After Carrie and I hooked up, it was a little awkward between Carrie and Jessica. Since they were good friends and I had already stated that I wasn’t going to exclusively date anyone my freshman year, we decided to make a deal with each other. And since we were pre-law students, we decided to form a written agreement. They decided that it was alright to fool around with me as much as they wanted, as long as I didn’t date anyone exclusively. The deal seemed to work for all of us and the girls no longer felt like they were betraying their roommate every time they hooked up with me. A win-win-win. 

*Summer Plans*

Summer break was approaching and I was having such a great time in college that I didn’t want go home. Carrie and Jessica felt the same way. Brian lived in town, so he was already home, essentially. So in late April, we started looking for jobs near campus that we thought we would like. I recommended that we work at the Wild Water World, the largest water park in the US. I knew that they were hiring for the summer and would like to get college kids to work there. Although it didn’t pay well, we would be able to ride all of the rides for free and get a 50% employee discount on food. Plus, they had the longest enclosed waterslide in the world, “The Tunnel,” nearly three quarters of a mile long. The best part was that two people could go down the slide together, as long as they were a combined 350lbs or less.

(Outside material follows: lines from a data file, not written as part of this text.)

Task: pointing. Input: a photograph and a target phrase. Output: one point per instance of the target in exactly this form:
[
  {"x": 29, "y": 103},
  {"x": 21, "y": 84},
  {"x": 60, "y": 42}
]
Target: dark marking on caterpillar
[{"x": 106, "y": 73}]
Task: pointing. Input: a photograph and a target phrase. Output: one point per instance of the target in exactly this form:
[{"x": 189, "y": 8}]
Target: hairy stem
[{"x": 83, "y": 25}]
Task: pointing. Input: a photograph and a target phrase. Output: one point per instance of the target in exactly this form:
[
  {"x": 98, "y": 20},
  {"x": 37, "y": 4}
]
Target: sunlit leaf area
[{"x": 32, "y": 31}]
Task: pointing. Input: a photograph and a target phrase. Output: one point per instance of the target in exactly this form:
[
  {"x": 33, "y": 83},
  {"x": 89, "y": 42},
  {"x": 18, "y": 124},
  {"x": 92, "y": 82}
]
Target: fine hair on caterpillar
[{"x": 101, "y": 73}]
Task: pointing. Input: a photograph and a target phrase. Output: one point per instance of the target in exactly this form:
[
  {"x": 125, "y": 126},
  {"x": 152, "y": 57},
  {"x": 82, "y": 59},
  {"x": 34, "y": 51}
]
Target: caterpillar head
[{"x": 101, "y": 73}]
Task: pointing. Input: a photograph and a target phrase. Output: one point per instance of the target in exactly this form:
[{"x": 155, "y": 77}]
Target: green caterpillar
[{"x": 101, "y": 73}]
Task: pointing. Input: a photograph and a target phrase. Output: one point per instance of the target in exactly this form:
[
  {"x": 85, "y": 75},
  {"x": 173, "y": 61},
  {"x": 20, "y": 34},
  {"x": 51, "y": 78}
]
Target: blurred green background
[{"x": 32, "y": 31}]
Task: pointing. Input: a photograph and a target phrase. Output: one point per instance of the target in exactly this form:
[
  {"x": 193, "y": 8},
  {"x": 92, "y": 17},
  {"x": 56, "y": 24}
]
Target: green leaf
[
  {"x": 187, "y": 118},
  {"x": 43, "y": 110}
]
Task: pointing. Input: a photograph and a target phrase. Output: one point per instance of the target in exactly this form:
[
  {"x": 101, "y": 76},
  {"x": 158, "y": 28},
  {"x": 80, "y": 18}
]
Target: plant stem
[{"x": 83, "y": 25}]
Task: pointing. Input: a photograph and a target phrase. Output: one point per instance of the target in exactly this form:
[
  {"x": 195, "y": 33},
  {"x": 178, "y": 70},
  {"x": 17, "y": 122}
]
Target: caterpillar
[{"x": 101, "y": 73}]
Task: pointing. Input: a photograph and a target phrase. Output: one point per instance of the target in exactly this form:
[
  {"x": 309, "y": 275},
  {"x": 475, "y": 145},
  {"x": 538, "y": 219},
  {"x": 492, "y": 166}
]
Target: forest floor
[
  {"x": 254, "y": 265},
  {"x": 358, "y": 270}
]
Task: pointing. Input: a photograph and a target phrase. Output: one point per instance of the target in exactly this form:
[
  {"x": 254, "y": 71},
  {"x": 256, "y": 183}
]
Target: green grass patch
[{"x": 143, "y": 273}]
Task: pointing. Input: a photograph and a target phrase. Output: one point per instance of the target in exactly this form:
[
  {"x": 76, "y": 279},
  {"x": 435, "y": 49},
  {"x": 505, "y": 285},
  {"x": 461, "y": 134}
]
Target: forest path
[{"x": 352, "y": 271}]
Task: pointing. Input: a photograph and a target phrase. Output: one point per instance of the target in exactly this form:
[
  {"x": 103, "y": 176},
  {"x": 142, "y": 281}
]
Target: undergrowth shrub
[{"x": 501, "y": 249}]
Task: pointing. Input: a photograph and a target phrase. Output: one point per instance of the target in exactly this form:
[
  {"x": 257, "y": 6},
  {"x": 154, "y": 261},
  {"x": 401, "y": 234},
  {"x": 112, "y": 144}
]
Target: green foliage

The idea of being in a hot, dark, wet environment for three minutes with either Carrie or Jessica laying on top of me sounded too good to be true. But I knew the only way I could get this to work would be if I could convince Brian to also work there. So, with a little convincing, I got Brian to go along with the water park idea. There would be two girls in bathing suits lying on top of him occasionally. I also made a commitment to him that I would go to the gym with him 4 days a week so we could get back in shape.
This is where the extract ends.